I need to look at the code and see were the email editing takes place.
But even if you do this (or even what Rick proposes) you still won't protect yourself on having invalid emails in your database. Example, I have a legitimate email address in my profile. It expires and is invalid. Its still in your system.
That is a good point Nick but the problem that I have found is that a lot of people will go in, once registered and then change their email to something bogus. The process that I outlined will prevent that. What is the purpose of having the CB registration validate a new registrant email if we then give them the capability to turn around and change it to something bogus. Just my opinion but with that hole in the system then the validation option is greatly diminished. Just my 2 cents...

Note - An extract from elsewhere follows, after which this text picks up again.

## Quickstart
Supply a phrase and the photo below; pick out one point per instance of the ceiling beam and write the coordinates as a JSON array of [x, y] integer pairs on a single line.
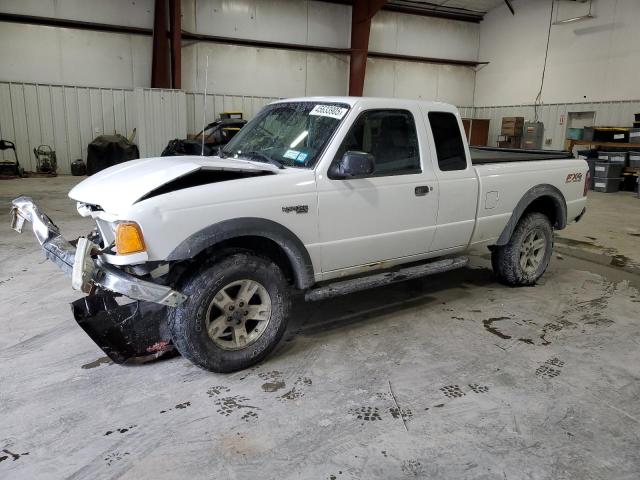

That's the point - your method is justified in the sense that since initially you require email validation via confirmation you might as well implement a similar workflow for email changes.
But there is no stopping the other end from making an email invalid! I can do it in one minute!
If I can just prevent the user from changing the email address after they have signed up, that is good enough for me now.
I understand that the email the user uses to sign up could become invalid for a number of reasons, but thats better than them being able to change it straight off the bat to something bogus.
Rick's idea is perfect but as an immediate fix disabling it would be better for now for now.
I have developed the CB plugin (without hacking the CB core) which protects the Name and Surname from changing... Admins are allowed to change... I can easily modify it to protect email field as well...
It does not disable the field but it discards any changes the user makes to the field.